The US dollar fell on Friday, easing from a roughly two-month high against the yen touched in the prior session and slumping against the euro, after weaker-than-expected US economic data raised doubts about whether the Federal Reserve will assume a hawkish bent through the end of the year. The US core CPI increased 1.9 percent year-on-year in April, the smallest gain since October 2015, after rising 2.0 percent in March.
Economists polled by Reuters expected the inflation measure to remain at 2 percent. Federal funds futures implied traders saw about a 49 percent chance the Fed would increase rates twice by the end of 2017, compared with 54 percent shortly before the release of the latest readings on US store sales and the consumer price index, CME Group's FedWatch program showed.
"It's building on a theme of the last several months which is the actual inflation prints on the core are very non-threatening," said Richard Franulovich, senior currency strategist at Westpac Banking Corp in New York, in reference to the core CPI reading.

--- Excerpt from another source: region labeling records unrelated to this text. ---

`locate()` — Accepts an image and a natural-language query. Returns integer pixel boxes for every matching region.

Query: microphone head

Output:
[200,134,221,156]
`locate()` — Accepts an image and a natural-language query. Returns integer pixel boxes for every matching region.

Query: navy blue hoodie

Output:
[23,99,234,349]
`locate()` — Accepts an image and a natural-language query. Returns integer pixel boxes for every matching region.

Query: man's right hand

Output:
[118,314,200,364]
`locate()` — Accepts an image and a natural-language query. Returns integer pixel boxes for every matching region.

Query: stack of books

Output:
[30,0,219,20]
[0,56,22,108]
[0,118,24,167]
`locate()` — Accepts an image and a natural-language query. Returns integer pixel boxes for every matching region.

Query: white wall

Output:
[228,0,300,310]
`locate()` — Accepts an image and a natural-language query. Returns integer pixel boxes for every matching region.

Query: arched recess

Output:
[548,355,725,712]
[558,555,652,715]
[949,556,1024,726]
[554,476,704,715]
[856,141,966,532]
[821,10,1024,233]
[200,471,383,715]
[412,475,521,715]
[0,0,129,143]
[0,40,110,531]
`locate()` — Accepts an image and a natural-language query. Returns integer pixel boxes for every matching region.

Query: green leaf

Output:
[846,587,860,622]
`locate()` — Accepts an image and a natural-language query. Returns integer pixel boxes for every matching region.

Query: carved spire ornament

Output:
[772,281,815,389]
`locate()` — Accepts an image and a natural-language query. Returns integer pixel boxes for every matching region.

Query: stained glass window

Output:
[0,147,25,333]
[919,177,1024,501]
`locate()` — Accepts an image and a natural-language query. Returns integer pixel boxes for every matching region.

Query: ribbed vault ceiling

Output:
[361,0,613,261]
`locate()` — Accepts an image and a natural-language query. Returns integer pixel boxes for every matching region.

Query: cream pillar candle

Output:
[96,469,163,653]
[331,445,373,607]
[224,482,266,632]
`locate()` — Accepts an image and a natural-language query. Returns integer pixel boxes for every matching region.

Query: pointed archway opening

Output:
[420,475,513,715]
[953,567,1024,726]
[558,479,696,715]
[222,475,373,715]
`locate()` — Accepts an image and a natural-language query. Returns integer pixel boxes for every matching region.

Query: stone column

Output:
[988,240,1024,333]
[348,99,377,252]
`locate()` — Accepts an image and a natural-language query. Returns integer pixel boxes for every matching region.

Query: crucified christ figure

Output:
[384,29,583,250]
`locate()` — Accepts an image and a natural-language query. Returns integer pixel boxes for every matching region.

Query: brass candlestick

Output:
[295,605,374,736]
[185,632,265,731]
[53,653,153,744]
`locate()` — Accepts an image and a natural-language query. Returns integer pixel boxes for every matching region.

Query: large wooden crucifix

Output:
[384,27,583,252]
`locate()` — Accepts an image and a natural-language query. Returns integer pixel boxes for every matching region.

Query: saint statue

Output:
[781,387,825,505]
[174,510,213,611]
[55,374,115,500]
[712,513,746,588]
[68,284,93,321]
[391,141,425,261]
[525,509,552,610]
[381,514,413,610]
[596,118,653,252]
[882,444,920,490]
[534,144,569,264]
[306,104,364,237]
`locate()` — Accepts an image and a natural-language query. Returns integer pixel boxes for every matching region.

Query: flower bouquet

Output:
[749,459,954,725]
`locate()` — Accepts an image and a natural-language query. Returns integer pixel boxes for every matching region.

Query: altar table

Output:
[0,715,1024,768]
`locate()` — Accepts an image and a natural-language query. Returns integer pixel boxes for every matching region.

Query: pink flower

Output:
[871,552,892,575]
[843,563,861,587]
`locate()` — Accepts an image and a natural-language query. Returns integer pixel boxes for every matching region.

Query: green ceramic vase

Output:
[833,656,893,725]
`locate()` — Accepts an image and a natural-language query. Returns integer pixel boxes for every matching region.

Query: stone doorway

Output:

The euro rose as much as 0.6 percent against the dollar to a session high of $1.0928. The euro had fallen to a more than two-week low on Thursday of $1.0838. The dollar fell as much as 0.6 percent against the yen to a session low of 113.21 yen after hitting a roughly two-month high of 114.36 yen on Thursday. The dollar index, which measures the greenback against a basket of six major rivals, was last down 0.4 percent at 99.265 . It was still on track to gain about 0.6 percent for the week to notch its first gain in five weeks.